Languages: English, Cree
Iskwew Singers ("woman" in Cree) is a Cree First Nations traditional singing group who use their voices and hand drums to weave culture, language and teachings of the elders into songs to share with the people of Mother Earth. Iskwew Singers wear traditional clothing or regalia and play hand drums and rattles; each song is a story and these stories are told. Not wanting to leave audiences in their seats, they engage them in a final "friendship round dance" before their show is over.
Their beautiful harmonies and the beat of their drum is captivating and powerful; Iskwew performs from a place deep within themselves. Combine this with their sense of humour and genuine appreciation of each other, they are sure to please audiences everywhere. Julie Lohnes, Lunenburg Folk Harbour Festival, 2011
Iskwew Singers make statements that are concise - and soulful. It's not pop music, but can be listened to alongside it... [they], accompanied only by percussion, merge their voices gloriously. Tom Harrison, Vancouver Province, 2012
When the three sing together, their collective joy and pride is magical. They're all strong women, and powerful ambassadors for First Nations culture. Alexander Varty, Georgia Straight, April 2013
Grade Suitability: K - 7
Duration: 60 mins.
Capacity: 400 students
Tech Requirements: sound system (PA), three mics on stands
Fee Range: $785 - $1,035 (Includes ArtStarts' fee. Additional fees apply for remote districts.)

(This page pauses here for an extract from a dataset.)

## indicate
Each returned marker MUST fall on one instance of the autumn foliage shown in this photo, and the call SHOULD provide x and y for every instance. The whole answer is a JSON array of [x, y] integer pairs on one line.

First Nations people believe that all of life is interconnected. Iskwew Singers sing about the inter-connectedness of all things in songs that are stories from long ago, as told by the grandmothers. The women preface each song with the meaning of the story about to be sung. This enables the audience a greater understanding of its origins and place within the culture. Iskwew's live performance covers the songs of oral traditions from the Canadian plains - songs in the Cree linguistic group.